Salió inmediatamente de las catacumbas con su amado Jesús.
Para llegar a la cárcel Mamertina, solo le faltaba cruzar una plaza. Pensaba cómo hacerlo sin llamar la atención, cuando un grupo de muchachos lo vio y se acercó:
— «¡Hola, Tarsicio!» —le dijeron— «¿Tú por aquí? Ven a jugar con nosotros, necesitamos uno más.»
Uno de ellos lo tomó del brazo y lo arrastraba hacia el grupo.
— «No puedo jugar, Petilio», gritó el niño, «no puedo porque estoy cumpliendo una misión urgente.»
Tarsicio intentó escapar, pero al ver que lo sujetaban con fuerza, les rogó con voz suplicante que lo soltaran. No logrando liberarse, sollozaba mientras apretaba más y más sus brazos contra el pecho.
Y extendió la mano para arrebatarle el Sagrado Misterio.
Y lanzándose sobre él, intentaron separarle los brazos. Pero Tarsicio resistía con todas sus fuerzas. Durante la lucha, se reunió una gran multitud de curiosos.
Y de inmediato comenzaron a llover puñetazos, golpes y piedras sobre el pobre Tarsicio. Pero él no cedía ante la violencia. Sangre abundante salía de su boca, todo su cuerpo estaba magullado, hasta que, sin fuerzas, cayó medio muerto al suelo, sosteniendo aún contra su pecho el inestimable Tesoro.

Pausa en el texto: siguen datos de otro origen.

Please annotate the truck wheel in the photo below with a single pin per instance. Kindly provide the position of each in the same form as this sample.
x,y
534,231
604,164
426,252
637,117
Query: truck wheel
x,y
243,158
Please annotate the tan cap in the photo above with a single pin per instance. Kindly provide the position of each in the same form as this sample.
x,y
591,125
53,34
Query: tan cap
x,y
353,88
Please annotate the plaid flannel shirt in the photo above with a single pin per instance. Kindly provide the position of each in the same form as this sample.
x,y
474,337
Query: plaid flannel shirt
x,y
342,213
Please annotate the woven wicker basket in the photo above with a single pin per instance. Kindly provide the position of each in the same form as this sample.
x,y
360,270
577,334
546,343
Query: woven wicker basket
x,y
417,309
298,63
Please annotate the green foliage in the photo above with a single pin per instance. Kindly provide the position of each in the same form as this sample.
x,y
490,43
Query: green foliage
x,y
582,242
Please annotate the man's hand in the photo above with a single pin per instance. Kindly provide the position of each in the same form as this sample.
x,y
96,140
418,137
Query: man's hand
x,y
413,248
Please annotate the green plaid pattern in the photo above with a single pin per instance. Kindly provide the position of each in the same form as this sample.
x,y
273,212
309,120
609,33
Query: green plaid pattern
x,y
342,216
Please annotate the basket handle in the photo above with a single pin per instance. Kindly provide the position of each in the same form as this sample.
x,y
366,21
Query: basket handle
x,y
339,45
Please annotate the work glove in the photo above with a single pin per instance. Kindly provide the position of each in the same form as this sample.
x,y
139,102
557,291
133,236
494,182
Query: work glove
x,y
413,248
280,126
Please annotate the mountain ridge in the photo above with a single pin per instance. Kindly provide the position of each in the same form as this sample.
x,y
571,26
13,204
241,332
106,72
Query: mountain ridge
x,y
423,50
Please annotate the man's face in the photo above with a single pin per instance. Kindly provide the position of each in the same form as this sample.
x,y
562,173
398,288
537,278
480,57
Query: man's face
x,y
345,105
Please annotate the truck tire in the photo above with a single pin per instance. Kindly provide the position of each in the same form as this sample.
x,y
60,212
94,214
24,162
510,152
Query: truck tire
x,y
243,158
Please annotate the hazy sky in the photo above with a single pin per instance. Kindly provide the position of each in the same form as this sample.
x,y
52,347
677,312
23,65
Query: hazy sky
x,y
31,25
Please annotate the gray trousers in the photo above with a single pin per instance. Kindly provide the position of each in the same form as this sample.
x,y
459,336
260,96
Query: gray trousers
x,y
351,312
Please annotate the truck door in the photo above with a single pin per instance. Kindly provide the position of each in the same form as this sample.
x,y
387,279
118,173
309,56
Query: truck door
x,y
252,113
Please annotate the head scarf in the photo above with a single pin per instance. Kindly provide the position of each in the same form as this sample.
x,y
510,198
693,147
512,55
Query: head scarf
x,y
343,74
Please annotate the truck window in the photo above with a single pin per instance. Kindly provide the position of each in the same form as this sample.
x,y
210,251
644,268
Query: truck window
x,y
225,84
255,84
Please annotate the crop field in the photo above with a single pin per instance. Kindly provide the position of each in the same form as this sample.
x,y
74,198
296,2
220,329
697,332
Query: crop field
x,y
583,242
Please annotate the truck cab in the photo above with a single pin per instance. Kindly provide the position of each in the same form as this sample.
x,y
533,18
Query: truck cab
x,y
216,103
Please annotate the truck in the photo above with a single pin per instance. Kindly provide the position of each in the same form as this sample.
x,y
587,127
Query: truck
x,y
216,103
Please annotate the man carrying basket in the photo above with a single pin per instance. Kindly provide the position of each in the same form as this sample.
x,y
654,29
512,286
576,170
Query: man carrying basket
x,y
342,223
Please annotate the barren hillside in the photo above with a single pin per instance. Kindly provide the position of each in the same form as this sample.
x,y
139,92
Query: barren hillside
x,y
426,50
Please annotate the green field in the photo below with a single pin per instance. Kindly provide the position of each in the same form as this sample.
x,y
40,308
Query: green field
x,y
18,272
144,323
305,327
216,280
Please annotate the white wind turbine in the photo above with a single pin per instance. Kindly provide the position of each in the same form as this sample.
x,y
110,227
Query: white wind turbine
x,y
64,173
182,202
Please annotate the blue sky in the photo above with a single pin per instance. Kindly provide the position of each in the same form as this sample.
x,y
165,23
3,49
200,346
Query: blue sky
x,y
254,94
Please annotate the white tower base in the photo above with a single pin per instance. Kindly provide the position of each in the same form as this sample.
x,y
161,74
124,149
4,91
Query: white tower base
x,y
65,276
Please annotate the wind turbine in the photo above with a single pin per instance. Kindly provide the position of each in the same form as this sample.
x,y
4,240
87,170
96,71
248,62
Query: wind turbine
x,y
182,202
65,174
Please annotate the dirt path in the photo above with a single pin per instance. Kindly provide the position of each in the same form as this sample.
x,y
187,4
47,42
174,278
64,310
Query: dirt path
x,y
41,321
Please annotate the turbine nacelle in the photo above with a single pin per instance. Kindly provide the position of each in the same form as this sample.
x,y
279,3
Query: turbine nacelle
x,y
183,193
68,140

Los agresores ya se creían vencedores, cuando apareció de pronto un cristiano, un soldado de fuerza hercúlea llamado Cuadrato. Se lanzó contra ellos, dispersándolos, y quedó solo con el valiente niño. Arrodillándose, profundamente conmovido junto a la inocente víctima, le dijo:
— «¿Qué ha pasado, Tarsicio?... ¿Sufres mucho? ¡Ánimo!»
Entonces el niño abrió sus ojos agonizantes, sonrió como un ángel y le dijo con voz apenas perceptible:
— «¡Oh, Cuadrato!... aquí estoy… no… no han podido quitarme los Santos Misterios… los llevo en el pecho… sálvalos…»
El soldado levantó en brazos al pequeño mártir, como quien lleva no solo a un mártir, sino al mismo Rey de los mártires. El niño apoyaba su cabeza en los robustos hombros del soldado, y aún apretaba entre sus manos el Tesoro que le había sido confiado.
El camino de regreso a las Catacumbas era largo, pero el guerrero apuró el paso y al poco tiempo llegó al pie del altar.
Todos los fieles reunidos allí rodearon al moribundo héroe de la Eucaristía. El sacerdote no pudo contener las lágrimas al ver intacto, en el pecho de Tarsicio, el sagrado depósito confiado. Y mientras, con esfuerzo, le separaba los brazos rígidos, el santo niño le dirigió una última mirada de dulzura… y expiró.